JA – It sounds very magical. You are working with forces and processes that we don’t have a system of cogitation or structure. It is a very solitary pursuit.
CL – I think it will just take many years of experience to which I can develop some sort of system to judge this type of process.
JA – If you were going to offer advice to someone who is feeling this type of frustration in their work; for those who realize they have something more to offer but can’t figure out how to do it; how would you suggest they proceed?
CL – I feel like I am talking to myself here, as well as other people. The most successful thing for me has been this bubble. It is not just in the studio, but it extends out. It is often the ones you love the most who give you the greatest lack of support for your work. And, of course the rejection from the gallery circuit will make you ditzy. So, I create a bubble around myself most of the time. My husband gave me this very funny cartoon the other day. It showed this artist who says that he knows still lifes and water paintings sell. So he was painting a still life on top of a boat. Most of the people in my immediate family life feel I should be doing these types of paintings, and they don’t understand my work. Is it good art if it sells but you as the artist feels no connection with it?

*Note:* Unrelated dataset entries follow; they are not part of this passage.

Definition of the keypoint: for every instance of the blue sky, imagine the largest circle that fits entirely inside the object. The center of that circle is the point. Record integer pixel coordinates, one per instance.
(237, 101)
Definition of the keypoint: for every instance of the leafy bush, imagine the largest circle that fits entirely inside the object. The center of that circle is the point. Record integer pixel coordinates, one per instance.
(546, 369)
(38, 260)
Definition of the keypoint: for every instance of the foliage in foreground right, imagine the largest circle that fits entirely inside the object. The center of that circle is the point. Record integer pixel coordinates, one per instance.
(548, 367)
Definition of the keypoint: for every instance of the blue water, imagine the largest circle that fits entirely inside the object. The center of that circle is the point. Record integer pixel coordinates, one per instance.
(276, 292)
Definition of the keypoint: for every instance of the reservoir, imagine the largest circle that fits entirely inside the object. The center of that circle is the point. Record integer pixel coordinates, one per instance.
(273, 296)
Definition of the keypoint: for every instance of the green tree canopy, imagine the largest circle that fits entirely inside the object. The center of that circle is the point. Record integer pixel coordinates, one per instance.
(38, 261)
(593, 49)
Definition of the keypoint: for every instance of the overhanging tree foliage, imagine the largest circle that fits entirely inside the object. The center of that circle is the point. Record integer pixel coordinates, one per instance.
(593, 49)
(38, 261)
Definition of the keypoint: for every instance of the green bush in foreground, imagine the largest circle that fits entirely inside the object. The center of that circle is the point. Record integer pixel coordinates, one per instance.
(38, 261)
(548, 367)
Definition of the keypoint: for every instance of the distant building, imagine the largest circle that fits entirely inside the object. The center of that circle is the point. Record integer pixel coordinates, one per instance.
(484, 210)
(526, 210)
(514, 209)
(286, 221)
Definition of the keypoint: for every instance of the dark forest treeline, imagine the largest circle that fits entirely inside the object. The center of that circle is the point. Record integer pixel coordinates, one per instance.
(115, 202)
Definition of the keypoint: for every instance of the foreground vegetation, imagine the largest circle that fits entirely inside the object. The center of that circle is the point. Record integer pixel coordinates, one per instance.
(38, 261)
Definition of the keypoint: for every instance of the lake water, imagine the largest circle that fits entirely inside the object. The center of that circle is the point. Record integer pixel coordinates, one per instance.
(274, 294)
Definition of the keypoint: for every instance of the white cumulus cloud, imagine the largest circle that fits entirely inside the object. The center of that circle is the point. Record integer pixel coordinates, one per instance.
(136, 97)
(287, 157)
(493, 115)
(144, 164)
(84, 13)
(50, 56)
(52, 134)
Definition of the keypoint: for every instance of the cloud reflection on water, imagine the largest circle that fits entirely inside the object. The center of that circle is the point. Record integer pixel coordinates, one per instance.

What follows are some of the pages from the Thesis Journal that show my shift in the way I went about creating my art.
About Cathy Locke
A seasoned creative professional with over 25 years of experience in the creative arts, Ms. Locke’s track record spans multiple disciplines including fine art, commercial illustration, graphic design, and teaching. She has worked with several Fortune 500 clients such as American Express, Bank of America, Kaiser Permanente, and ITT. As well as with some of the world’s premier agencies, such as Pentagram, Grey Advertising, Landor, Foote Cone & Belding, and Chiat/Day.
Ms. Locke has received many accolades for her fine art, the list includes the Pastel Society of America, the West Coast Pastel Society, Pastel 100, the Northwest Pastel Society, New Mexico Pastel Society, Florida Pastel Society, Salon International, OPA and Connecticut Society of Portrait Artists. For her commercial work she has received accolades from Art Directors Club of New York, Society of Illustrators in Los Angeles, CA Magazine, Creativity 37 and Campaign Papers. Ms. Locke began my education with traditional art history, including studying in Europe at the Art Academy in Paris, with extensive study at the Louvre, as well as the London Polytechnic Institute with work at the Tate Gallery. In the fall of 2003, she was able to study art in Russia. Ms. Locke holds a BFA from Art Center College of Design and a MFA from the Art Academy of Art, both with honors. She exhibits and sells her paintings throughout the United States.
Cathy Locke organizes annual art excursions to Russia.
About Jennifer Almodova
Jennifer Almodova earned a B.F.A. degree in Sculpture from Scripps College in Claremont, California, and a M.F.A. degree in Ceramic Sculpture with an emphasis in Watercolor Painting from San Francisco State University, where she studied with both Wesley Chamberlain and Stephen DeStaebler. She taught undergraduate and graduate courses at Louisiana Tech University in Ruston, Louisiana from 1985 to 1988, taught at the University of San Francisco from 1994 to 1996 and has taught at the San Francisco Academy of Art University for the last 15 years, since 1993.In the last four years, Jennifer has conducted private workshops throughout the western United States including California, Hawaii, Washington and Montana. She exhibits and sells her paintings in California, Hawaii and Montana, and her work hangs in collections across the United States, Europe and Asia.